I have one favorite carry and drawing technique using belt holsters worn at either the 3 o’clock or 4 o’clock positions, regardless of the holster type or gun. This is what works best for me. I have tried other carry methods; shoulder holsters (and I occasionally wear one with the same carry gun I use in a belt holster), IWB holsters, which I don’t care for, same for SOB rigs, however, a small caliber pistol, say a Ruger LCP in a pocket holster, is all but invisible with just shirt tails for cover, so that works with smaller pistols as I have shown. You could even use the Sig Sauer P365 CO2 model in a pocket holster for practice.
In Blue Steel & Gunleather Bianchi makes a point about how holsters are worn, and this applies especially to belt rigs as I am discussing. “The type of holster will affect the position and accessibility of the gun handle. Holster design and function dictate the mode for drawing the gun once the handle is acquired. While basic drawing techniques are similar, attention to particular features of individual holster types will maximize the effectiveness of using each type.” As this applies to belt holsters, you have multiple types that range from the injection molded styles that offer better than usual retention of the gun without added retention devices, such as thumb break straps or Level II thumb or trigger finger releases; the latter designed to prevent a gun grab in a scuffle. Open top holsters, leather or molded, generally sit vertically, a few have a forward cant or adjustable cant, which is desirable. The cut of the holster and how much of the frame and grips (handle) are covered will also have an affect on draw. This again makes the case for trying several different holsters.
I wanted to do some new illustrative work for this article but the weather is not cooperating, so I am using images from some actual (centerfire) gun tests I have done for magazine articles over the years. In my examples are a Glock, a 1911 and a Beretta PX4 Subcompact. This will give you an idea how some larger handguns can also be concealed and worn comfortably. If you can carry a 1911 concealed, you can carry just about anything. I will come back to this series later in the year using the Glocks and Sig P365 CO2 models, but the basics of what I am showing here are going to be the same.

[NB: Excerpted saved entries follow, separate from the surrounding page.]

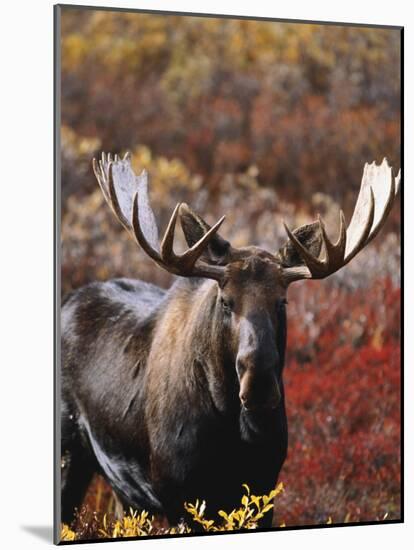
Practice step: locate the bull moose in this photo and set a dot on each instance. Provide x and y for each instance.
(177, 394)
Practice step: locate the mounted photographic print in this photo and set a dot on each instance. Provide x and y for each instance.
(228, 314)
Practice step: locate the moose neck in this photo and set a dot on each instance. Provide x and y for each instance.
(207, 355)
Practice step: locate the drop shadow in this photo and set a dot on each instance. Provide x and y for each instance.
(43, 532)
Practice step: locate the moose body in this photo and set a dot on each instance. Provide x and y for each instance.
(177, 395)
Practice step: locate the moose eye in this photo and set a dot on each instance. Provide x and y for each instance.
(227, 305)
(281, 303)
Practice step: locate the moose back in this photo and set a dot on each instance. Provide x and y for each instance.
(178, 395)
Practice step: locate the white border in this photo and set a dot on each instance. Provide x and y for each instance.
(26, 309)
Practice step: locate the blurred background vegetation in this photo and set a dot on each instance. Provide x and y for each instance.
(259, 121)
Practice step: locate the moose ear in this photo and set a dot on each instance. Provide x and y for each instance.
(194, 228)
(310, 236)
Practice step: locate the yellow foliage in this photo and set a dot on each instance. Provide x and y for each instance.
(138, 524)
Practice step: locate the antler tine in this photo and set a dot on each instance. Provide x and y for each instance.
(334, 252)
(179, 264)
(167, 252)
(139, 235)
(376, 196)
(191, 255)
(127, 195)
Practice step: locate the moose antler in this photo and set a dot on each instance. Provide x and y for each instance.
(127, 195)
(376, 196)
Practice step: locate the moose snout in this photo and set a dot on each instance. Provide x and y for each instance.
(259, 391)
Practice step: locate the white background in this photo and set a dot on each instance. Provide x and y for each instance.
(26, 269)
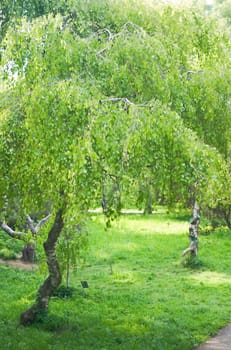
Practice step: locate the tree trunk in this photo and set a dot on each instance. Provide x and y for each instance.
(193, 232)
(47, 289)
(148, 202)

For this type of training silhouette targets like the B-27 are desirable because they show a distinct full-size upper body outline with the center mass clearly defined. An IPSC competition silhouette is an excellent alternative, or a large piece of cardboard with a 10-inch circumference circle in the middle will work, too.
Not to put too fine of a point on this topic, this is a different type of shooting practice; self defense situations are unpredictable, so too are the distances, but given that CO2 pistols are only reliably accurate to 21 feet (10 meters with pellet models), two of the distances used in law enforcement training, 5 yards and 7 yards, lend themselves well to training with air pistol understudies.

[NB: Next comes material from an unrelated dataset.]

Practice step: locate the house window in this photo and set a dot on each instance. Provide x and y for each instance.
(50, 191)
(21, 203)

Practice hones a skill set, but in the event of a confrontation that devolves into a life threatening situation, in the majority of cases there are only a few seconds to react, half of that is going to be spent drawing your firearm. And a shootout is rarely the desired outcome. Putting more distance between yourself and the threat is. My rule of thumb is never let a clearly obvious or even questionable adversary approaching you continue to close the distance, back away or move to cover when possible, allowing more time to retrieve your sidearm, if necessary, and gain an advantage. These are often very fluid situations that can change in an instant and over reacting is as bad as under reacting. Training is a very positive thing, but until you encounter an actual threat, and I hope you never do, it’s just training and theory, or as the old saying goes, “Everybody’s got a plan until they get hit.” This is just part of a plan, and one possible use for air pistols that are 1:1 copies of handguns you might choose as training options for concealed carry.

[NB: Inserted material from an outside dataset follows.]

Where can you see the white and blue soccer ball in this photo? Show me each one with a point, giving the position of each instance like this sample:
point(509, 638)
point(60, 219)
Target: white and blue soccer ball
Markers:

The Airgun Experience will return on Thursday, March 5th.
A Word about Safety when Training
With realistic CO2 models, you must observe the same common sense rules as with an actual cartridge-loading firearm since they are indistinguishable from the air pistol. Do all CCW carry and drawing practice away from others and always with an unloaded gun, until you have become proficient and are ready to advance to drawing and shooting practice on a shooting range or your own private property. And never practice CCW carry in public without a carry permit, even with an air pistol. These are just good, common sense rules to follow for training with airguns.